IMF suggests measures for ‘independent monetary policy’ for Qatar
The International Monetary Fund (IMF) has suggested a series of measures, such as deepening financial markets and tackling balance sheet vulnerabilities, to allow Qatar to pursue a more independent monetary policy over the long term, even if interest rate policy exchange rate remains a “credible monetary strategy”. anchor”.
In its Article IV consultation with Qatar, the IMF found that the country’s exchange rate peg continues to serve Qatar well.
The Bretton Woods Institution’s assessment found that the peg is a “credible monetary anchor”, which will be further supported by fiscal consolidation and competitiveness-enhancing reforms.
A more flexible exchange rate regime would have a limited effect on external competitiveness since 87% of Qatar’s exports are made up of hydrocarbons and could generate significant uncertainty and negative effects on the balance sheet (forex accounting for 17% and 32% respectively). % of banks’ assets and liabilities) , It said.

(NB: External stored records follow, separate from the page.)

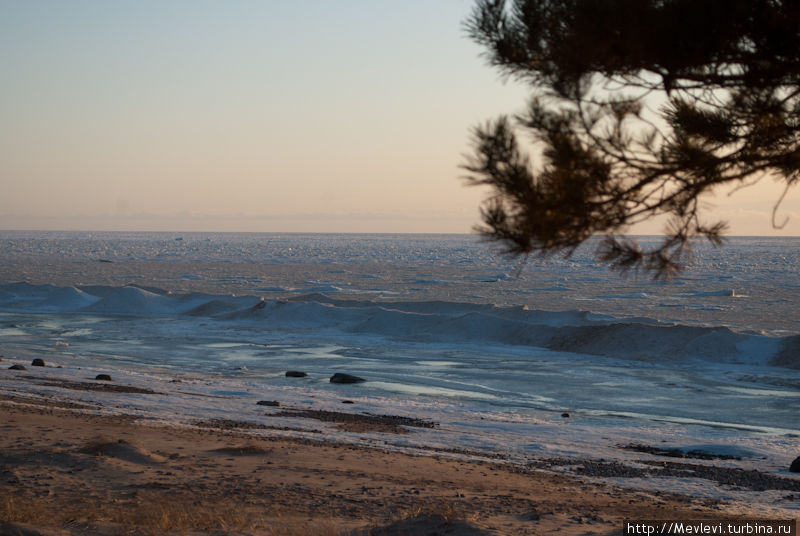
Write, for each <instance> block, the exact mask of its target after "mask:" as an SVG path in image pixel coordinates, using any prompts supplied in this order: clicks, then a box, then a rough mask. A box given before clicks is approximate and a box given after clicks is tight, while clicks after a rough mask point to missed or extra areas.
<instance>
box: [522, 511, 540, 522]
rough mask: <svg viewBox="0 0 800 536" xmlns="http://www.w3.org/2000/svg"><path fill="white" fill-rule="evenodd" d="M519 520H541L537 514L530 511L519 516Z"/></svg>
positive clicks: (538, 513)
mask: <svg viewBox="0 0 800 536" xmlns="http://www.w3.org/2000/svg"><path fill="white" fill-rule="evenodd" d="M519 518H520V519H521V520H522V521H539V519H541V516H540V515H539V512H537V511H536V510H531V511H530V512H526V513H524V514H522V515H521V516H519Z"/></svg>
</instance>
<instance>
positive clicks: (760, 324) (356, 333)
mask: <svg viewBox="0 0 800 536" xmlns="http://www.w3.org/2000/svg"><path fill="white" fill-rule="evenodd" d="M653 240H656V239H655V238H648V237H642V238H640V241H642V242H645V243H648V242H651V241H653ZM0 252H2V253H0V355H3V356H4V363H3V364H4V365H6V364H9V363H16V362H19V363H20V364H26V365H29V364H30V359H32V358H34V357H42V358H44V359H45V361H46V362H47V363H48V365H50V366H48V367H46V368H45V369H42V370H31V367H29V372H28V376H27V378H28V383H27V384H25V385H27V386H26V387H23V384H22V383H20V381H19V375H18V374H15V373H14V372H12V371H7V370H3V371H2V374H0V394H5V395H13V394H14V393H16V392H19V391H20V390H26V391H29V394H30V393H33V394H34V395H35V396H41V397H56V398H58V397H65V398H70V399H76V398H84V399H85V400H86V401H87V402H93V401H94V402H100V403H102V404H103V411H106V412H114V411H117V412H121V413H134V414H141V415H143V416H148V417H152V418H155V419H157V420H160V421H163V422H169V423H173V424H178V425H187V426H188V425H191V424H192V423H193V422H196V421H197V420H201V419H209V418H221V419H230V420H239V421H249V422H256V423H264V424H268V425H271V426H274V427H276V428H285V430H280V431H274V430H272V431H270V433H285V434H289V435H299V436H308V437H314V438H316V439H330V440H337V441H348V442H352V443H362V444H370V445H378V446H381V447H382V448H393V449H399V450H408V451H420V452H426V451H430V450H431V449H436V450H438V451H439V452H446V453H450V454H451V455H453V456H466V457H476V458H482V457H483V458H500V459H503V460H506V461H508V462H509V463H519V464H527V463H530V462H531V461H534V460H541V459H572V458H574V459H586V458H592V459H602V460H614V461H619V462H620V463H629V464H634V465H635V464H640V465H641V464H642V463H646V462H647V461H648V460H650V461H652V460H654V459H655V460H657V459H659V457H658V456H657V455H652V454H646V453H641V452H634V451H631V450H629V449H626V448H623V447H629V446H631V445H647V446H655V447H658V448H662V449H679V450H683V451H690V450H702V451H704V452H706V453H709V454H722V455H728V456H735V458H732V459H722V460H719V459H717V460H713V461H711V462H708V461H693V462H692V463H713V464H716V465H717V466H726V467H729V468H732V469H736V470H742V471H750V470H758V471H761V472H764V473H769V474H772V475H774V476H779V477H780V478H783V479H795V480H797V476H795V475H793V474H791V473H789V472H788V467H789V464H790V463H791V461H792V460H793V459H794V458H795V457H797V456H798V455H800V312H798V311H800V278H798V266H800V238H732V239H731V240H730V241H729V242H728V243H727V244H726V245H725V246H724V247H722V248H718V249H714V248H711V247H709V246H706V245H704V244H698V245H697V246H696V248H695V258H694V261H693V263H692V264H691V265H690V266H689V267H688V269H687V270H686V271H685V272H684V273H683V274H681V275H680V276H679V277H678V278H676V279H675V280H673V281H671V282H667V283H664V282H652V281H650V280H648V279H642V278H639V279H636V278H622V277H620V276H619V275H618V274H616V273H613V272H610V271H608V269H607V268H606V267H605V266H603V265H601V264H598V263H597V262H595V261H594V260H593V256H592V253H593V248H592V246H591V245H589V246H587V247H586V248H584V249H582V250H579V251H578V252H577V253H576V254H575V255H574V256H573V257H571V258H569V259H563V258H553V259H550V260H547V261H538V260H530V261H528V262H527V263H519V262H517V261H514V260H511V259H508V258H506V257H503V256H501V255H498V254H496V252H495V251H493V248H492V246H491V245H490V244H487V243H485V242H482V241H480V240H479V239H478V238H476V237H474V236H468V235H366V234H365V235H354V234H251V233H246V234H245V233H243V234H236V233H221V234H215V233H111V232H91V233H90V232H21V231H3V232H0ZM59 366H60V367H61V368H56V367H59ZM3 369H7V367H3ZM287 370H299V371H304V372H307V373H308V377H306V378H287V377H286V376H285V372H286V371H287ZM336 372H345V373H349V374H354V375H357V376H360V377H362V378H364V379H366V380H367V381H366V382H364V383H359V384H353V385H336V384H331V383H330V382H329V377H330V376H331V375H332V374H333V373H336ZM96 373H109V374H111V375H112V376H114V378H115V381H117V382H120V383H126V384H131V385H136V386H140V387H143V388H148V389H151V390H152V391H154V392H155V393H154V394H152V395H147V394H140V395H135V396H132V395H127V396H122V395H114V394H109V393H105V394H104V393H98V392H90V391H69V392H68V390H66V389H64V388H62V387H59V386H58V385H57V384H56V383H55V382H49V383H48V382H47V381H45V380H46V379H47V377H49V376H47V375H50V376H53V377H58V378H60V379H68V380H71V381H86V380H87V379H91V378H94V375H95V374H96ZM36 375H40V376H42V378H41V381H36V377H37V376H36ZM31 378H33V379H31ZM259 400H276V401H280V403H281V404H282V405H283V406H284V407H289V408H296V409H303V408H305V409H323V410H336V411H347V412H353V413H370V414H391V415H400V416H409V417H415V418H420V419H424V420H427V421H432V422H435V423H437V426H436V427H435V428H431V429H427V428H426V429H415V430H414V432H413V433H409V434H404V435H400V436H392V437H387V435H386V434H378V433H361V434H356V433H348V432H343V431H340V430H337V429H336V428H335V427H331V426H326V425H324V424H323V423H320V422H318V421H311V420H309V419H299V418H298V419H294V418H291V417H286V416H280V417H277V416H272V415H271V414H270V409H269V408H265V407H264V406H257V405H256V402H257V401H259ZM344 400H347V401H348V403H347V404H345V405H343V404H342V402H343V401H344ZM273 413H274V412H273ZM565 414H568V415H569V417H565V416H563V415H565ZM611 480H612V481H613V482H614V483H616V484H619V485H626V486H633V487H638V488H641V489H645V490H664V491H677V492H683V493H690V494H694V495H699V496H704V497H710V498H715V499H722V500H726V501H730V502H731V504H733V505H738V506H736V507H737V508H740V509H741V511H742V512H748V513H754V512H755V513H759V514H774V513H776V512H777V513H781V512H786V511H789V510H793V509H797V508H800V507H798V501H797V499H796V498H795V496H793V495H792V494H791V493H788V492H787V491H785V490H775V489H768V490H766V491H764V490H761V491H754V490H751V489H746V488H742V487H741V486H726V485H723V484H720V483H719V482H711V481H708V480H703V479H697V478H688V477H687V478H675V477H674V476H673V477H671V478H666V477H658V478H645V477H642V478H626V479H623V478H616V479H614V478H612V479H611ZM797 481H798V482H800V480H797Z"/></svg>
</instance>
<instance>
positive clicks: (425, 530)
mask: <svg viewBox="0 0 800 536" xmlns="http://www.w3.org/2000/svg"><path fill="white" fill-rule="evenodd" d="M81 406H82V405H81V404H74V405H71V404H69V403H65V402H63V401H62V402H54V403H48V402H46V401H43V400H42V399H40V398H32V397H27V396H26V395H25V394H22V393H21V394H20V395H19V396H13V397H12V396H5V397H4V398H3V399H2V400H1V401H0V413H2V416H3V418H2V424H1V425H0V426H1V427H2V433H0V464H1V465H0V520H2V521H3V523H4V524H2V525H0V534H25V535H33V534H44V535H50V534H53V535H62V534H64V535H66V534H98V535H112V534H170V533H174V534H258V535H261V534H270V535H271V534H463V535H467V534H546V533H551V532H554V531H559V532H561V533H563V534H610V533H615V532H617V533H619V532H620V531H621V522H622V520H623V519H659V518H691V519H703V518H704V519H715V518H720V516H721V513H720V506H719V505H718V504H716V503H715V502H714V501H710V500H707V499H696V498H689V497H683V496H679V495H670V494H662V493H658V492H656V493H649V492H640V491H635V490H626V489H621V488H616V487H613V486H609V485H604V484H601V483H596V482H591V481H588V480H586V479H581V478H578V477H572V476H564V475H558V474H554V473H552V472H549V471H544V470H537V469H523V468H520V467H514V466H508V465H503V464H500V463H487V462H483V463H479V462H466V461H460V460H454V459H448V458H447V457H445V456H443V455H440V454H444V453H436V452H431V453H430V455H427V456H409V455H406V454H401V453H396V452H388V451H384V450H381V449H370V448H363V447H356V446H350V445H344V444H335V443H329V442H315V441H311V440H307V439H291V438H288V439H287V438H278V437H269V435H267V436H261V437H253V436H251V435H248V434H247V431H246V430H245V429H241V428H236V426H237V425H236V423H235V422H209V423H205V425H203V426H197V427H194V428H174V427H168V426H161V425H157V424H154V423H150V422H148V421H147V419H140V418H134V417H128V416H102V415H97V414H92V413H91V412H86V410H85V408H84V407H81ZM386 433H387V434H391V433H396V431H392V430H386ZM729 517H730V516H726V518H729Z"/></svg>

Given the strength of the recovery and the abundance of liquidity, the IMF supported increases in the Qatar Central Bank’s key interest rates, following the measures taken by the United States Federal Reserve, which, together with the reduction zero rate repo facility, should help reduce excess liquidity and strengthen monetary policy transmission, he said, noting that since March 2022, the QCB has increased the deposit rate by 50 basis points (basis points), the lending rate of 25 basis points and the repo rate of 75 basis points.
QCB Governor HE Sheikh Bandar bin Mohamed bin Saud al-Thani recently told the Qatar Economic Forum, powered by Bloomberg, that the exchange rate policy serves the economy “very effectively”, adding that he does not expects no change in exchange rate policy. .
The monetary policy of the country has been linked to the policy of the US Federal Reserve due to the fixed exchange rate of the riyal with the dollar.
“To pave the way for a more independent monetary policy when it becomes appropriate in the long term,” the IMF recommended strengthening liquidity management through better liquidity forecasting and coordination between fiscal authorities, the Qatar Investment Authority ( QIA) and the QCB.
The measures also included steps to deepen financial markets to improve monetary transmission; and contain balance sheet “vulnerabilities” related to exposure to exchange rate risk.
“Containing banks’ exposure to external liabilities and deepening financial markets would help reduce vulnerabilities and improve monetary transmission,” the IMF report said.
The QCB noted its work to establish liquidity forecasts in coordination with relevant government agencies to promote a proactive liquidity management framework and strengthen monetary policy.